「地名」によって、地価にはかなりの差が生じる
これまでの連載で述べてきたように、城南エリアは収益率の高い投資用マンションを建てるのに非常に適しています。
その中でも特にお勧めしたいのは、「甲州街道より南」「環八通りより東」「目黒通りより北」「山手通りより西」となる下記図表で示した区域です。
[図表1]
その理由は、この区域がとりわけ、
①家賃および賃貸需要が安定して高いため、確実な収益と低い空室率が見込める
②家賃が高い他地域に比べ、地価が安い
③比較的高い家賃を払える賃借人が多く、トラブルなどが少ない
からです。
②に関して、この区域の地価が比較的安い理由としては、「地名のネームバリューが、他のエリアと比べてあまり高くない」ことをあげることもできます。
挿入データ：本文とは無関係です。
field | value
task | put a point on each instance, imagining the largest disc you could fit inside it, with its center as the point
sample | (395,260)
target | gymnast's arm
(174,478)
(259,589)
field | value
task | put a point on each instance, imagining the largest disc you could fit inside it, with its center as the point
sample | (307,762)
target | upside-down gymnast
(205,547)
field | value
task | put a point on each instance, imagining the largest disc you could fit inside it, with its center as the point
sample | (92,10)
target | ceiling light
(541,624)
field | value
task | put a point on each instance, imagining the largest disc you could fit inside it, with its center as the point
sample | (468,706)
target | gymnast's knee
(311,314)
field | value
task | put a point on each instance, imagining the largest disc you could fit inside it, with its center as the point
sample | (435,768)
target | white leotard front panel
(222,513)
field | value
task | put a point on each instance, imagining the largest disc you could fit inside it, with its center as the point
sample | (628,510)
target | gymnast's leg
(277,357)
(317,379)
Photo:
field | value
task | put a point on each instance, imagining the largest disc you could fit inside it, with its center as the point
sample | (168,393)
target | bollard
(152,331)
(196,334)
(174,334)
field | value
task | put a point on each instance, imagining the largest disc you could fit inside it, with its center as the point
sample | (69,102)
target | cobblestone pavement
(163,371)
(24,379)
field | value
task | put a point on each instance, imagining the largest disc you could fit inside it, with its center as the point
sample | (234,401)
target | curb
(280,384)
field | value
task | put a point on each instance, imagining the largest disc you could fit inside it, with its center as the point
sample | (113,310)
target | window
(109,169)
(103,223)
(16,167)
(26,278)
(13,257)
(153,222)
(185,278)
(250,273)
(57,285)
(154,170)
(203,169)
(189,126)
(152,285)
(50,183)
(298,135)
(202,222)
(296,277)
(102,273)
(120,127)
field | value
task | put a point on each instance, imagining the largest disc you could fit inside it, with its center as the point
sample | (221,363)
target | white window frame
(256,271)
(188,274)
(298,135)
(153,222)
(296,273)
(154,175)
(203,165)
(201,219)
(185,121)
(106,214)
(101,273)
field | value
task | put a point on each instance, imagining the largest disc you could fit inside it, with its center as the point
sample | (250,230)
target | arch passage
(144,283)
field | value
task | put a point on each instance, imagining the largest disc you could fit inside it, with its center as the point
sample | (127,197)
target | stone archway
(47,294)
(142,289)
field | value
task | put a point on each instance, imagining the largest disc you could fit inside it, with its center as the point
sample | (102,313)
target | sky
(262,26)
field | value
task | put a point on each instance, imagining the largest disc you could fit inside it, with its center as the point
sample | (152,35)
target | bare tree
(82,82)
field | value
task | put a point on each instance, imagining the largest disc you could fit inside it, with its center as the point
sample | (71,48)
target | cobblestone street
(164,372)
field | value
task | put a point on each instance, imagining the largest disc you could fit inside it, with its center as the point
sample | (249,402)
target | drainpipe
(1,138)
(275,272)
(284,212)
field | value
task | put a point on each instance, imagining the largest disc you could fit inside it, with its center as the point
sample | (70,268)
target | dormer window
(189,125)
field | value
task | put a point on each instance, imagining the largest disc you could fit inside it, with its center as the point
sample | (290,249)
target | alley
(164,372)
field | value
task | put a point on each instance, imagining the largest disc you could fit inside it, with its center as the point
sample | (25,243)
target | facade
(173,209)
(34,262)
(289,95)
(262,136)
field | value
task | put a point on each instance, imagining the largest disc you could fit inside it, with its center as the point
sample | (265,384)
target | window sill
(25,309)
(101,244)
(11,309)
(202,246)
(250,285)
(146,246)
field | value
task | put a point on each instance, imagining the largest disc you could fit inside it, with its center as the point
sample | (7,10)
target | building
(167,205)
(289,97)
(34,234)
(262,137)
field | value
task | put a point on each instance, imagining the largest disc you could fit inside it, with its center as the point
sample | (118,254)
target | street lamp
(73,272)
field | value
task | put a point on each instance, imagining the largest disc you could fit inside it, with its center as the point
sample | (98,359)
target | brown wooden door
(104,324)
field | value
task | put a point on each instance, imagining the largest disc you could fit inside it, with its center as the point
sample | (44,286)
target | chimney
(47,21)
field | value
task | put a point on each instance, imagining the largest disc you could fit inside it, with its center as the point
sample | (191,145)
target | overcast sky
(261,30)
同じ城南エリア内にあり、生活環境がほとんど変わらない隣接する地域であっても、実は「地名」によって、地価にはかなりの差が生じています。
「徒歩10分」の物件にするだけで地価は大きく変わる
筆者のオフィスを例にあげてみましょう。私たちは目黒区「大橋」という住所に、自社のビルを構えています。
10mほど先の山手通りを越えると、同じ目黒区でも「青葉台」(いわゆる代官山)という地名になります。地価を比べてみると、大橋が坪あたり約250万~300万円であるのに対し、青葉台は坪あたり約400万~500万円を超える場合もあります。
大橋に比べて、青葉台の方が格段に地価が高いのです。
しかしながら、賃貸をお探しのお客様が、インターネットなどで「東急田園都市線池尻大橋駅から徒歩10分以内」「京王井の頭線神泉駅から徒歩10分以内」といった条件で検索すると、「大橋」にある物件も「青葉台」にある物件も一緒に検索されて出てくるはずです。
要するに、「大橋」も「青葉台」も、最寄駅からの距離はほとんど変わらないのです。しかも、同じ条件のワンルームの賃貸物件の家賃が「大橋」で10万円、「青葉台」で16万円になるわけではありません。「大橋」であろうと「青葉台」であろうと、10万円であることが多いのです。
すなわち、「大橋」に新築一棟賃貸型投資マンションを建てれば、「青葉台」に建てた場合に比べ、土地の取得コストは低く抑えられるにもかかわらず、同額の家賃収入が得られるため、より利回りの高い物件を取得することになります。
同様に、もし自由が丘周辺にこだわって、物件を見つけるのであれば、隣接する緑が丘がお勧めです。
自由が丘駅と緑が丘駅、自由が丘駅と奥沢駅の中間あたり、それぞれの駅に徒歩10分ほどで行ける場所まで行けば、自由が丘駅徒歩7分圏内に比べて、地価は半分ほどになる物件もあるからです。インターネットの賃貸情報サイトの条件検索を見ると、「駅から徒歩5分以内」の次は「駅から徒歩10分以内」となっているケースがほとんどです。
このように、賃貸マーケットにおいて「駅から徒歩7分」と「駅から徒歩10分」の違いは、そう大きくはないのです。
したがって、期待できる家賃収入の額は、自由が丘も緑が丘もほとんど変わらないはずです。そうであるならば、より安く購入できる緑が丘の物件を選ぶ方が合理的といえるでしょう。